« La grande noirceur » : le titre original du nouveau film de Maxime Giroux (après Félix et Meira, sorti en 2015) reprend une expression par laquelle on surnomme communément au Québec la période de l’immédiat après-guerre ; la notion s’est construite rétrospectivement, par contraste avec la génération de la Révolution tranquille qui la désigne ainsi comme un repoussoir, une ère de mutations profondes mais souterraines car contenues par un gouvernement conservateur ayant placé la société sous une chape de plomb. Le film ne fait pourtant pas grand cas de ce double ancrage géographique et historique : c’est dans les grands espaces états-uniens que Philippe (Martin Dubreuil) erre à la dérive, déserteur québécois fuyant la conscription (c’est la guerre, quelque part) en espérant trouver ailleurs un chez lui dont la perspective ne cesse pourtant de se dérober ou de se diluer dans le paysage. Du titre, c’est davantage la métaphore qui irrigue le film. Il se présente comme un voyage au bout de la nuit, où l’itinéraire de l’exilé dans le silence du vaste continent s’apparenterait à une impasse, et à un rejeu fantomatique de ce qui l’attendait dans le fracas du champ de bataille.
Méta-film
Mais il faudrait y voir encore autre chose. Ici et là, Maxime Giroux se présente comme « un marginal du cinéma québécois », un paria à l’image de son personnage qui serait l’incarnation de « la place du Québec dans le monde. » Soit. De fait les personnages sont bel et bien des allégories sommairement brossées : Philippe, clown triste qui participe à des concours d’imitation de Charlie Chaplin, est l’innocence broyée par la « monstruosité humaine », et les différentes silhouettes qu’il croise sur son chemin sont autant d’avatars de l’envers grimaçant du rêve américain, celui des laissés-pour-compte voués par on ne sait quel engrenage à devenir des bourreaux. Leur équivocité, leurs retournements de veste – une jeune femme (Soko) qu’on fait passer pour un chien, un imprésario (Reda Kateb) qui participe en fait à un réseau de trafic d’organes… – viendraient creuser le double-fond de cette mythologie états-unienne : le parcours du personnage lui-même (il fait route vers Détroit) inversant celui de la ruée vers l’Ouest, tandis que des grands espaces majestueux on descend peu à peu dans les entrailles de la Terre.

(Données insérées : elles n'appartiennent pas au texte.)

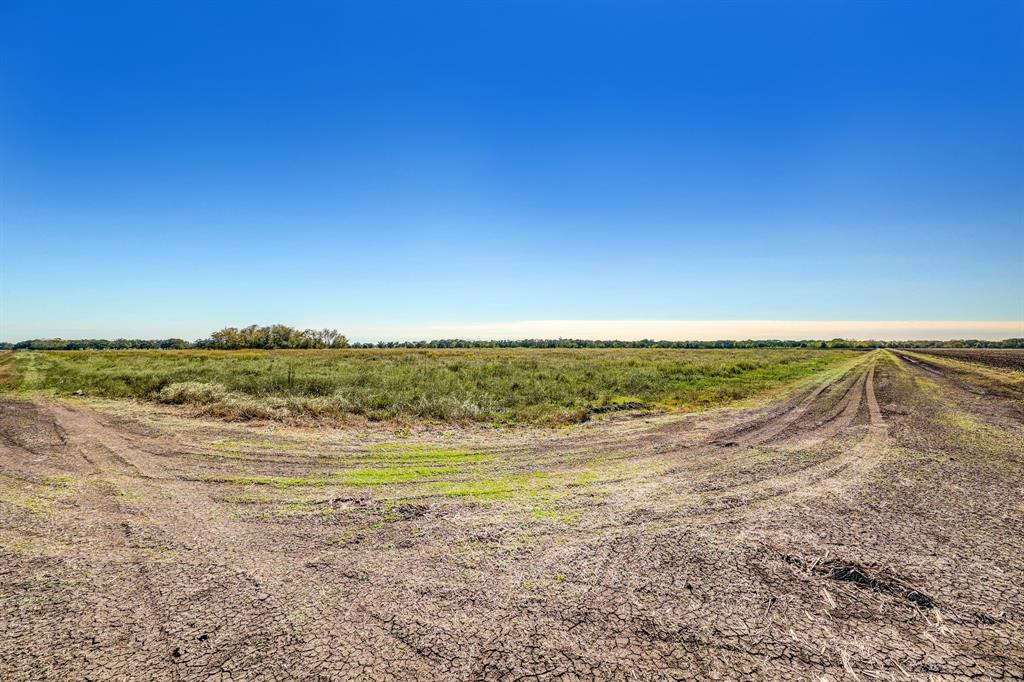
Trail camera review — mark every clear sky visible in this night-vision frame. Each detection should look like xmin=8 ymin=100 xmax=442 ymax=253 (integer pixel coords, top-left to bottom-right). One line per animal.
xmin=1 ymin=1 xmax=1022 ymax=342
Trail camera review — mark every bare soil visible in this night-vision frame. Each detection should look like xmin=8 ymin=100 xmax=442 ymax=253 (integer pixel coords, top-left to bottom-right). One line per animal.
xmin=912 ymin=348 xmax=1024 ymax=371
xmin=2 ymin=350 xmax=1022 ymax=680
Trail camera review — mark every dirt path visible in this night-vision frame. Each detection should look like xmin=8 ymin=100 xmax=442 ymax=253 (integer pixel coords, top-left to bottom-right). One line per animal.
xmin=2 ymin=350 xmax=1022 ymax=680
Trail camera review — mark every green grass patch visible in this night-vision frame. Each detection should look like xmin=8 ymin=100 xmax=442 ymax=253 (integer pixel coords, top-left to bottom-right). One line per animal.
xmin=4 ymin=495 xmax=53 ymax=515
xmin=114 ymin=488 xmax=145 ymax=501
xmin=431 ymin=472 xmax=560 ymax=501
xmin=205 ymin=465 xmax=460 ymax=489
xmin=530 ymin=508 xmax=581 ymax=524
xmin=433 ymin=478 xmax=525 ymax=500
xmin=364 ymin=443 xmax=490 ymax=464
xmin=339 ymin=466 xmax=459 ymax=486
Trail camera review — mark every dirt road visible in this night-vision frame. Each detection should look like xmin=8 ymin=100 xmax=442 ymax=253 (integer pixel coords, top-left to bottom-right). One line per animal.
xmin=2 ymin=350 xmax=1022 ymax=680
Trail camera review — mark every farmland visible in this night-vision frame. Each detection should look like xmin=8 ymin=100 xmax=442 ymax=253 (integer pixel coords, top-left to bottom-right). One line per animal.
xmin=1 ymin=348 xmax=1023 ymax=679
xmin=911 ymin=347 xmax=1024 ymax=371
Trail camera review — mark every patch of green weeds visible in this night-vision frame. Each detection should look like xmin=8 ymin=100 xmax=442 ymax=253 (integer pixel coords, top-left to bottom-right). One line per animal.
xmin=365 ymin=443 xmax=490 ymax=465
xmin=432 ymin=472 xmax=553 ymax=501
xmin=12 ymin=496 xmax=52 ymax=515
xmin=206 ymin=465 xmax=459 ymax=489
xmin=530 ymin=507 xmax=580 ymax=524
xmin=115 ymin=488 xmax=145 ymax=501
xmin=339 ymin=466 xmax=459 ymax=485
xmin=944 ymin=411 xmax=983 ymax=432
xmin=2 ymin=474 xmax=78 ymax=516
xmin=212 ymin=475 xmax=331 ymax=489
xmin=433 ymin=477 xmax=523 ymax=500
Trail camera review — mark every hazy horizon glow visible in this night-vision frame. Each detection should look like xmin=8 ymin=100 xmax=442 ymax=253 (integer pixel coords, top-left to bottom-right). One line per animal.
xmin=2 ymin=320 xmax=1021 ymax=344
xmin=1 ymin=2 xmax=1021 ymax=337
xmin=352 ymin=320 xmax=1024 ymax=343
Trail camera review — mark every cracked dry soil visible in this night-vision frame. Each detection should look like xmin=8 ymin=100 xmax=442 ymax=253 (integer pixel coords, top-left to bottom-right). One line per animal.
xmin=1 ymin=350 xmax=1022 ymax=680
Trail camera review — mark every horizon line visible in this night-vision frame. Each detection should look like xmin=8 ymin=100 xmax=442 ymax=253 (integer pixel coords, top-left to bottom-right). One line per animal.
xmin=344 ymin=319 xmax=1024 ymax=342
xmin=4 ymin=319 xmax=1022 ymax=344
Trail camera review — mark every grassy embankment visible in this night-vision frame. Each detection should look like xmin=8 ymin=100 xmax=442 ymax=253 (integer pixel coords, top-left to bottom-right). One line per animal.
xmin=2 ymin=348 xmax=859 ymax=425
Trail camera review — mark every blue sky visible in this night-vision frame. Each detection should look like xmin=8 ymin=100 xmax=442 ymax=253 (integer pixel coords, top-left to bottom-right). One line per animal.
xmin=1 ymin=1 xmax=1022 ymax=341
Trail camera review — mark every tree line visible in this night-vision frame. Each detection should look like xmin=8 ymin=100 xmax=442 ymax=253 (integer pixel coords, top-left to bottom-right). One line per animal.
xmin=2 ymin=326 xmax=1022 ymax=350
xmin=3 ymin=325 xmax=348 ymax=351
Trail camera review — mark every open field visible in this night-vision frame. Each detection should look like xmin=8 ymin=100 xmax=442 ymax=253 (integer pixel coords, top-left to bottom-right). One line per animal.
xmin=1 ymin=348 xmax=856 ymax=425
xmin=2 ymin=349 xmax=1023 ymax=680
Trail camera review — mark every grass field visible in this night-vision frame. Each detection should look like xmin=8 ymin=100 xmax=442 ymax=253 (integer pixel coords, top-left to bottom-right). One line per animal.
xmin=1 ymin=348 xmax=858 ymax=424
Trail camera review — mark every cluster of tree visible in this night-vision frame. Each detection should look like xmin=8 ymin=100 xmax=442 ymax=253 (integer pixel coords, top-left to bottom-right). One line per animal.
xmin=195 ymin=325 xmax=348 ymax=349
xmin=3 ymin=331 xmax=1021 ymax=351
xmin=2 ymin=325 xmax=348 ymax=350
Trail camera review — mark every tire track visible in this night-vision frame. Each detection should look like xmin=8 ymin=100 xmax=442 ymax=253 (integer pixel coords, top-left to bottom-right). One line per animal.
xmin=13 ymin=402 xmax=346 ymax=679
xmin=783 ymin=362 xmax=866 ymax=442
xmin=865 ymin=358 xmax=885 ymax=431
xmin=711 ymin=359 xmax=870 ymax=448
xmin=48 ymin=403 xmax=167 ymax=480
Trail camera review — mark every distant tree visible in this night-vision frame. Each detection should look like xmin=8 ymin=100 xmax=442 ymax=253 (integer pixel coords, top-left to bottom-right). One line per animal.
xmin=7 ymin=330 xmax=1023 ymax=351
xmin=201 ymin=324 xmax=348 ymax=349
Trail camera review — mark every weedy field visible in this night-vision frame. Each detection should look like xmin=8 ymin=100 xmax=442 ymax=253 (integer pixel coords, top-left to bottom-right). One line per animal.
xmin=1 ymin=348 xmax=856 ymax=424
xmin=1 ymin=348 xmax=1023 ymax=680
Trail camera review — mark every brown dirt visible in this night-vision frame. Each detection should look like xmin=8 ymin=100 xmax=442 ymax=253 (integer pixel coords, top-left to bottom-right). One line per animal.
xmin=2 ymin=350 xmax=1022 ymax=680
xmin=912 ymin=348 xmax=1024 ymax=371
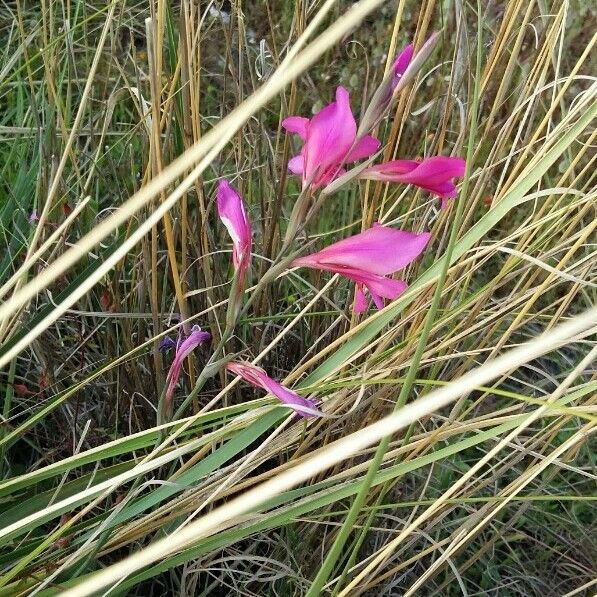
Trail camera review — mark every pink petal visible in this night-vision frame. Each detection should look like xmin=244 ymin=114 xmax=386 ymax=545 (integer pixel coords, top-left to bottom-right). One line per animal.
xmin=392 ymin=44 xmax=414 ymax=80
xmin=345 ymin=135 xmax=381 ymax=162
xmin=400 ymin=156 xmax=466 ymax=186
xmin=287 ymin=155 xmax=304 ymax=175
xmin=363 ymin=160 xmax=419 ymax=177
xmin=217 ymin=179 xmax=252 ymax=272
xmin=390 ymin=34 xmax=440 ymax=96
xmin=354 ymin=284 xmax=368 ymax=313
xmin=166 ymin=363 xmax=183 ymax=403
xmin=282 ymin=116 xmax=310 ymax=140
xmin=303 ymin=87 xmax=357 ymax=183
xmin=369 ymin=290 xmax=385 ymax=310
xmin=293 ymin=225 xmax=431 ymax=277
xmin=360 ymin=157 xmax=466 ymax=199
xmin=351 ymin=275 xmax=407 ymax=313
xmin=440 ymin=196 xmax=453 ymax=210
xmin=316 ymin=166 xmax=347 ymax=187
xmin=429 ymin=182 xmax=458 ymax=198
xmin=395 ymin=157 xmax=465 ymax=199
xmin=362 ymin=275 xmax=407 ymax=302
xmin=260 ymin=377 xmax=322 ymax=418
xmin=226 ymin=362 xmax=321 ymax=418
xmin=174 ymin=329 xmax=211 ymax=365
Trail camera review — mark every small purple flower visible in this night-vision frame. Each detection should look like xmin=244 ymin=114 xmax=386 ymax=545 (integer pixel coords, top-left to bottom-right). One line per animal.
xmin=158 ymin=336 xmax=177 ymax=353
xmin=165 ymin=326 xmax=211 ymax=402
xmin=29 ymin=209 xmax=39 ymax=223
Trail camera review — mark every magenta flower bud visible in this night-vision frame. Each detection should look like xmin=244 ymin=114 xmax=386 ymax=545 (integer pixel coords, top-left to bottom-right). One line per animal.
xmin=358 ymin=34 xmax=440 ymax=137
xmin=388 ymin=43 xmax=414 ymax=98
xmin=217 ymin=179 xmax=252 ymax=283
xmin=360 ymin=156 xmax=466 ymax=208
xmin=226 ymin=361 xmax=321 ymax=418
xmin=293 ymin=224 xmax=430 ymax=313
xmin=282 ymin=86 xmax=380 ymax=190
xmin=165 ymin=326 xmax=211 ymax=402
xmin=395 ymin=32 xmax=440 ymax=93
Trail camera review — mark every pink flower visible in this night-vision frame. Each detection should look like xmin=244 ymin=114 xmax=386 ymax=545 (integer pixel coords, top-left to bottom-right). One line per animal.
xmin=282 ymin=86 xmax=380 ymax=189
xmin=360 ymin=157 xmax=466 ymax=208
xmin=226 ymin=361 xmax=321 ymax=418
xmin=293 ymin=224 xmax=430 ymax=313
xmin=217 ymin=179 xmax=252 ymax=281
xmin=165 ymin=326 xmax=211 ymax=402
xmin=29 ymin=209 xmax=39 ymax=222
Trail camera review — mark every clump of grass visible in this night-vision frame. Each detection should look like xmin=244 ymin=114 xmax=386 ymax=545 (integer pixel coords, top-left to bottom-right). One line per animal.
xmin=0 ymin=0 xmax=595 ymax=595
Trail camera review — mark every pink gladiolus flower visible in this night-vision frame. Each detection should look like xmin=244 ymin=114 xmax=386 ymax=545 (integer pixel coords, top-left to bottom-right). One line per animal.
xmin=282 ymin=86 xmax=380 ymax=189
xmin=293 ymin=224 xmax=431 ymax=313
xmin=226 ymin=361 xmax=321 ymax=418
xmin=165 ymin=326 xmax=211 ymax=402
xmin=217 ymin=179 xmax=252 ymax=280
xmin=360 ymin=157 xmax=466 ymax=208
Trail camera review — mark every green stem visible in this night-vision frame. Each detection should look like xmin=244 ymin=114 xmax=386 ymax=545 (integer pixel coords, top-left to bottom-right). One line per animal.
xmin=281 ymin=186 xmax=313 ymax=251
xmin=0 ymin=358 xmax=17 ymax=478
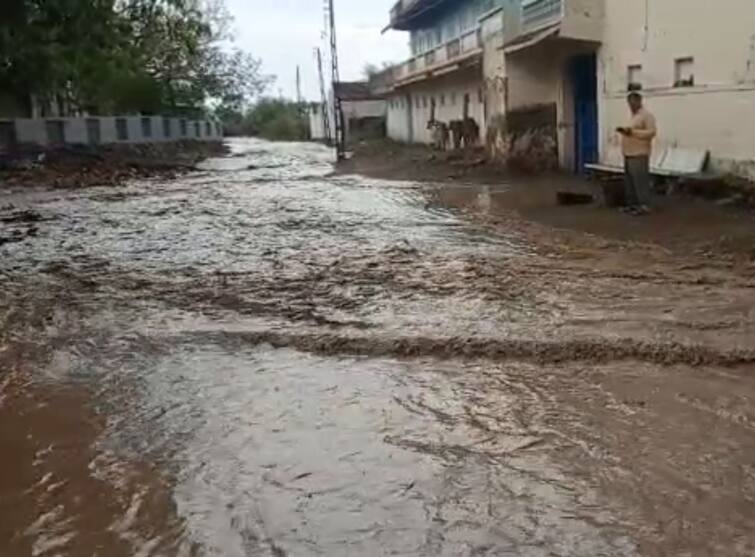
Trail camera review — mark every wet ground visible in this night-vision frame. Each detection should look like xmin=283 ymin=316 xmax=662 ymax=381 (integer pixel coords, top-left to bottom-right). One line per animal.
xmin=1 ymin=138 xmax=754 ymax=556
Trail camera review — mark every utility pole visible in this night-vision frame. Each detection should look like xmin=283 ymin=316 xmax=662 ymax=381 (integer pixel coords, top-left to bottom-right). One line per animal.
xmin=315 ymin=48 xmax=332 ymax=145
xmin=296 ymin=65 xmax=303 ymax=106
xmin=326 ymin=0 xmax=345 ymax=160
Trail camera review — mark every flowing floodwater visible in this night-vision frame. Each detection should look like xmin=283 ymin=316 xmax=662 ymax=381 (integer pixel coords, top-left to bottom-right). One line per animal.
xmin=1 ymin=139 xmax=754 ymax=556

Le film se rêve alors en réflexion contemplative, variation universelle sur un motif (disons, l’exception contre la règle), motif qui mériterait d’être pris en charge par la mise en scène plutôt que sur un mode atmosphérique. La relative étrangeté du Déserteur tient moins à sa bande-son, ersatz de la partition de Mica Levi pour Under the Skin, qu’à la tendance marquée du film à prendre très au sérieux ses dialogues boursouflés – ni plus ni moins des versets de la Bible ou des poèmes mis dans la bouche d’acteurs égarés. Et si l’on peut reconnaître que certains plans sont soigneusement composés (comme lorsque le corps fragile de Philippe se confond avec la crête d’une montagne, qui se recouvre de neige), l’ambition plastique du film tourne à vide, faute de dépasser la binarité de son horizon, bien illustrée par son générique présentant au ralenti un ballet de costumes noirs et blancs (le clair/obscur) que l’on ôte au terme d’une audition (la duplicité de l’habit) avant que le personnage ne se mette à nu (dans toute sa vulnérabilité « animale », son corps prêt à être lacéré – il le sera tout au long du film).